(214b) Design Principles for High-Selectivity Chemical Looping Oxidative Dehydrogenation of Ethane

Ethylene is one of the largest-volume commodity chemicals worldwide, with a correspondingly high carbon footprint. We have previously demonstrated that replacing conventional steam cracking with chemical looping oxidative dehydrogenation (CL-ODH) of ethane holds significant potential to reduce energy consumption and CO₂ emissions in ethylene production. CL-ODH is a two-step process. In the first step, ethane is selectively oxidized to ethylene and water by contacting it with a mixed metal oxide oxygen carrier that donates its lattice oxygen to the reaction. In the subsequent step, the oxygen carrier is regenerated by contact with air, replenishing its lattice oxygen while also providing heat that can be utilized to achieve isothermal operation.
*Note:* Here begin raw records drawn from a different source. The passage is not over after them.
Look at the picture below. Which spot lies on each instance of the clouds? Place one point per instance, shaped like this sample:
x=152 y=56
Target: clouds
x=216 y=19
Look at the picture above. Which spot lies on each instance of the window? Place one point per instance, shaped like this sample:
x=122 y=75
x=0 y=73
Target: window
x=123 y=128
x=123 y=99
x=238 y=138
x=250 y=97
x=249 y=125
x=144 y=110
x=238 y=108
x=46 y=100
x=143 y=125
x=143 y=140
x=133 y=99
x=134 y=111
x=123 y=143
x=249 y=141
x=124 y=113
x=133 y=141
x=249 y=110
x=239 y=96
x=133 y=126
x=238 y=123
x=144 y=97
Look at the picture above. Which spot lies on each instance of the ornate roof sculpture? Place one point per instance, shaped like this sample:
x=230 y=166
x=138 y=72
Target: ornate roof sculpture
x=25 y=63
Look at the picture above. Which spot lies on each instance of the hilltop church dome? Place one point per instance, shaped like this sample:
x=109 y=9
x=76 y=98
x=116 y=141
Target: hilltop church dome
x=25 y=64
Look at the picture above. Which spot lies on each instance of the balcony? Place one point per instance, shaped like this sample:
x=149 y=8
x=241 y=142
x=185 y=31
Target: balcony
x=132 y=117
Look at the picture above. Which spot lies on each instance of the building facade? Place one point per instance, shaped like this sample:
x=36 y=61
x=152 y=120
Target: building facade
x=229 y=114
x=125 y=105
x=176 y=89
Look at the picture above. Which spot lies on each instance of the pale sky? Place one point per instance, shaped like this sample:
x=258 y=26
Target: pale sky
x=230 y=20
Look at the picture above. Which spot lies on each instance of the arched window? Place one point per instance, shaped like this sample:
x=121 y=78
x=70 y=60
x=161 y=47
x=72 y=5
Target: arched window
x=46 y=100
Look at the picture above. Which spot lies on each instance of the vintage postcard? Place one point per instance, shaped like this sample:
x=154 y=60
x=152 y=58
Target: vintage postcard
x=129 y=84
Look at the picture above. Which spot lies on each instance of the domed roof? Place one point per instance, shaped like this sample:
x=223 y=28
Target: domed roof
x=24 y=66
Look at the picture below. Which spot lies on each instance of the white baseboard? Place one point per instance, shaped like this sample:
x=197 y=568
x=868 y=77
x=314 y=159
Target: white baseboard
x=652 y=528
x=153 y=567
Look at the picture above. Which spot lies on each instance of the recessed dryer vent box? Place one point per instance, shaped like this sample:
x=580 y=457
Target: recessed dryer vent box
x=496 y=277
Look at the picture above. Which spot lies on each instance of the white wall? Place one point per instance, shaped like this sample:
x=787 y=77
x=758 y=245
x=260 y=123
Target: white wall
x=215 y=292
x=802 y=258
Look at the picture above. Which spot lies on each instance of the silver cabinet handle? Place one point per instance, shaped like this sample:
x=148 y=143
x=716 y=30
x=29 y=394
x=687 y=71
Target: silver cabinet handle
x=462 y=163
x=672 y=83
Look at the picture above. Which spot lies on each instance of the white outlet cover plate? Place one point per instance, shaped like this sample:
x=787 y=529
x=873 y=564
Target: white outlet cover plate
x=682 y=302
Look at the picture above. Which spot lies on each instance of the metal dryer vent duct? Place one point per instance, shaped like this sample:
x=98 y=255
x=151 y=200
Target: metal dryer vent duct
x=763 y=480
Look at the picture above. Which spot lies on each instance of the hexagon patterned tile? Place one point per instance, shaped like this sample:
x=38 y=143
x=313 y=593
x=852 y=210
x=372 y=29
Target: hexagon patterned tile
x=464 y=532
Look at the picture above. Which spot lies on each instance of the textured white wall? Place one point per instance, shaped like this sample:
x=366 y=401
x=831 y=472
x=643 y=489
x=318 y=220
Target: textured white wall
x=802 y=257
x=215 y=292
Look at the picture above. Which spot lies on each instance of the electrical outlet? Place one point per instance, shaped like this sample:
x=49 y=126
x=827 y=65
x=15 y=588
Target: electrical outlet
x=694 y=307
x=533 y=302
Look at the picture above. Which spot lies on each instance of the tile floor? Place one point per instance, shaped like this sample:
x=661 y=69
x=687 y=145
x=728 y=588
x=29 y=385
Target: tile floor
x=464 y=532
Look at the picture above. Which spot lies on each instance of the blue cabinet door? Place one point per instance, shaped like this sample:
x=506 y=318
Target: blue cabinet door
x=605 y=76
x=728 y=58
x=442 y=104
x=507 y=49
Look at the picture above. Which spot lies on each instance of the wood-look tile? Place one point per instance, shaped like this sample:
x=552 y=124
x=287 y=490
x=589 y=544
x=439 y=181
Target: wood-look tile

Because thermodynamics favor the deep oxidation of both ethane and ethylene to CO₂, it is critical for the oxygen carrier to be catalytically modified to suppress over-oxidation of the products while enabling selective oxidation of hydrogen. In our system, this is achieved by impregnating the carrier surface with salts that melt and spread during calcination. In this work, we describe our recent advancements in the salt coating of CL-ODH oxygen carriers. These developments provide further insight into the mechanism by which the salts suppress deep oxidation while allowing selective hydrogen combustion. The potential to enable autothermal operation through tailored oxygen carrier design is also discussed.